Immediately upon receiving permission to enter final design, the project office will submit all documentation to the Federal Transit Administration for award of a Full Funding Grant Agreement. An FFGA represents the federal government's commitment to reimburse project partners for half the cost of building the $957 million, 11-mile line connecting St. Paul and Minneapolis.

The plan requests 50 percent from the federal government, 30 percent from the Counties Transit Improvement Board, 10 percent from the state, 7 percent from Ramsey County and 3 percent from Hennepin County and lesser amounts from St. Paul, Metropolitan Council and the Central Corridor Funders Collaborative.

"The FTA's approval represents another important step in transforming this project from a 20-year-old dream into reality," said Peter Bell, chair of the Met Council. "It will mean improved access for thousands of metro area residents to employment, educational and economic opportunities all along the corridor and beyond."

When the line is completed in 2014, the Twin Cities will have 115 miles of bus and rail transitways. This includes the Hiawatha LRT line from the Mall of America to downtown Minneapolis and the Northstar commuter rail line 40 miles from Big Lake, Minn., to Minneapolis.
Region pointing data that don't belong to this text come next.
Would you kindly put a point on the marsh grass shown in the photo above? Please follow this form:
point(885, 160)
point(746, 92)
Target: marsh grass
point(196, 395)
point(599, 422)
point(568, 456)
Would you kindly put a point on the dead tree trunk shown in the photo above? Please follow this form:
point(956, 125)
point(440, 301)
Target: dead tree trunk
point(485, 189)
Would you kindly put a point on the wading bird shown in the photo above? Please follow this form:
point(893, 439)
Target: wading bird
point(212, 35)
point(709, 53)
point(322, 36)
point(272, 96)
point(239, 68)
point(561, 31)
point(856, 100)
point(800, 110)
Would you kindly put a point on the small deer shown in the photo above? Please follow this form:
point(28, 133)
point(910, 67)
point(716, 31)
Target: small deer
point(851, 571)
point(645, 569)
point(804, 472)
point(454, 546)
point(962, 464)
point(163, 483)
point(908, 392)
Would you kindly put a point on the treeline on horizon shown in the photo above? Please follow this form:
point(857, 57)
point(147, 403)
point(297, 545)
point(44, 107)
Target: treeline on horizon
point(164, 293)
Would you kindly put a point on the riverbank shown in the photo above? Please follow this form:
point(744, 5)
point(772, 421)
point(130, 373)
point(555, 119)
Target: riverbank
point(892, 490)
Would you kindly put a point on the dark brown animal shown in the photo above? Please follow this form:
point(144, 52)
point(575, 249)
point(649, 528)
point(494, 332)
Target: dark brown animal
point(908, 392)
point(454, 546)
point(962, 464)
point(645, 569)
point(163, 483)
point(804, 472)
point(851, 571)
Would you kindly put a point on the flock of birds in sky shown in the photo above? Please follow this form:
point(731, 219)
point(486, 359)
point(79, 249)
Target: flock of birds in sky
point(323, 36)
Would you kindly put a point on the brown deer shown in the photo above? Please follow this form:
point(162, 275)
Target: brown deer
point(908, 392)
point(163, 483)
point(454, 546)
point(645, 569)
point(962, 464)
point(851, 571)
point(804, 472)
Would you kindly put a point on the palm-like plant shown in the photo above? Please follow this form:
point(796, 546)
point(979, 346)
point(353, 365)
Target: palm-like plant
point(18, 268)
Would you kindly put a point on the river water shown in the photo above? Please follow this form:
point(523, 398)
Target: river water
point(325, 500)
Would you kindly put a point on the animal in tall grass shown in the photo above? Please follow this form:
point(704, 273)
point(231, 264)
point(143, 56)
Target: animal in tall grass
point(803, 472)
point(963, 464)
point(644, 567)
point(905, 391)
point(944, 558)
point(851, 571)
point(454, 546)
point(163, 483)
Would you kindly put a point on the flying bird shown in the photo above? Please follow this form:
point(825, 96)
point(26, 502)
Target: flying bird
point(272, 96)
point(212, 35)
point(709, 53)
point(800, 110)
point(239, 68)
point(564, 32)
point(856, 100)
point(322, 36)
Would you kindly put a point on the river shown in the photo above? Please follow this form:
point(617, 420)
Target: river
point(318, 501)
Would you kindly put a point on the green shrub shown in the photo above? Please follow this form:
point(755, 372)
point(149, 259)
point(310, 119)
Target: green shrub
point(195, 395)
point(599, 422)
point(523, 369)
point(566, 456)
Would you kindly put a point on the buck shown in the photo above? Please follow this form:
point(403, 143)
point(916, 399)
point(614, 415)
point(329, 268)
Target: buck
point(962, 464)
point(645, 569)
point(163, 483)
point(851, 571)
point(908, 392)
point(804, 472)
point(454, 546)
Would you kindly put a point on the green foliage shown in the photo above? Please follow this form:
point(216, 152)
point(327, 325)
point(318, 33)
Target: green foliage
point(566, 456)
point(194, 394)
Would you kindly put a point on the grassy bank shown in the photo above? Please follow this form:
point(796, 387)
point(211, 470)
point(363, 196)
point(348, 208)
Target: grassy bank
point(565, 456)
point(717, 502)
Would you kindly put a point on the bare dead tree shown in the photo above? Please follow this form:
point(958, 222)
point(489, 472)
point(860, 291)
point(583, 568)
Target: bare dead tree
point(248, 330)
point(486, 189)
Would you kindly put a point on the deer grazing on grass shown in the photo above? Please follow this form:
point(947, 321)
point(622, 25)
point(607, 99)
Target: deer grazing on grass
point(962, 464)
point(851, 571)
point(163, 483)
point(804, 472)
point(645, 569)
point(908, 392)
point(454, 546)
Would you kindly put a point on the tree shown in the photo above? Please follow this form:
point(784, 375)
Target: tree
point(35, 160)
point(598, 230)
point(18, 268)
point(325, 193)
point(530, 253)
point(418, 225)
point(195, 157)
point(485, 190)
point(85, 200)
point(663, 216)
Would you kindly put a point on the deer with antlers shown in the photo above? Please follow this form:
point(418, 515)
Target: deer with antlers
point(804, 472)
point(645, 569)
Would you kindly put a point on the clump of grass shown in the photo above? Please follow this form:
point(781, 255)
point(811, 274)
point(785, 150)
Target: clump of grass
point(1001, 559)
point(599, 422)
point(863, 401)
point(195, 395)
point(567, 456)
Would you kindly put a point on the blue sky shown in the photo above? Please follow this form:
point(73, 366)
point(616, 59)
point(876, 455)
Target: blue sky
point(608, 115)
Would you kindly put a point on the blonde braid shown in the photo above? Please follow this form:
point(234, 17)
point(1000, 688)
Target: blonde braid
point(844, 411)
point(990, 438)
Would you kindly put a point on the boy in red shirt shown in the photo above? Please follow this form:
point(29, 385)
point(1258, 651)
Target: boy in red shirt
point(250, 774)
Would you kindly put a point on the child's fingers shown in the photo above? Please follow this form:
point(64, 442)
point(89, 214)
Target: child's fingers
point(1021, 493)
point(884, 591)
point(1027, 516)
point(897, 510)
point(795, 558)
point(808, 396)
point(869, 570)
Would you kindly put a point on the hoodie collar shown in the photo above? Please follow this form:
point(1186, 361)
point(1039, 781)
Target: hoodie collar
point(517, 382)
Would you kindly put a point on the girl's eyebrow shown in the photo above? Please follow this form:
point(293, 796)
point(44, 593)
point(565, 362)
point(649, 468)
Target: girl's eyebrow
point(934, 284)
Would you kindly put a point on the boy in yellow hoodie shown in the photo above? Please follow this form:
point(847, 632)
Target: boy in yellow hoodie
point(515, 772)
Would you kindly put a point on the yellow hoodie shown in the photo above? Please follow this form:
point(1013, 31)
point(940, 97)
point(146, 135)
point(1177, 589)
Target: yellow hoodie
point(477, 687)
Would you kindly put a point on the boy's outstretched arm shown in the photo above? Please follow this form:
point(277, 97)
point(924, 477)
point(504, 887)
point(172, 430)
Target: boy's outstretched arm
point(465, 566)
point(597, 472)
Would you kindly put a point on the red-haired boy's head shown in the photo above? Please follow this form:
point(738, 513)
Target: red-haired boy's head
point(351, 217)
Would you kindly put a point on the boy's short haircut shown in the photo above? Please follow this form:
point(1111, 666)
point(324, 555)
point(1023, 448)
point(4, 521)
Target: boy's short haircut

The Central Corridor line will connect with Hiawatha at the Metrodome Station and travel its last mile over existing Hiawatha track, stopping at five downtown Minneapolis stations. All three rail lines will meet at the Target Field Station.

The Central Corridor LRT Project was able to begin advanced utility relocation work on Fourth Street in St. Paul, thanks to advance funding commitments from its partners and federal approval of this arrangement. Under this same arrangement, the project began advanced traffic improvements in May on streets around the East Bank campus of the University of Minnesota. The work is to prepare those streets for the routing of cars and trucks off of Washington Avenue to begin its transformation into a transit-pedestrian mall for LRT and buses. The FTA has agreed to reimburse the project partners for the federal share of this advanced work once it awards an FFGA.

Heavy construction will begin in August on Robert and 12th streets east of the state Capitol and north of Interstate 94. Heavy construction will start on the western end of University Avenue in spring 2011 and on the eastern end in spring 2012.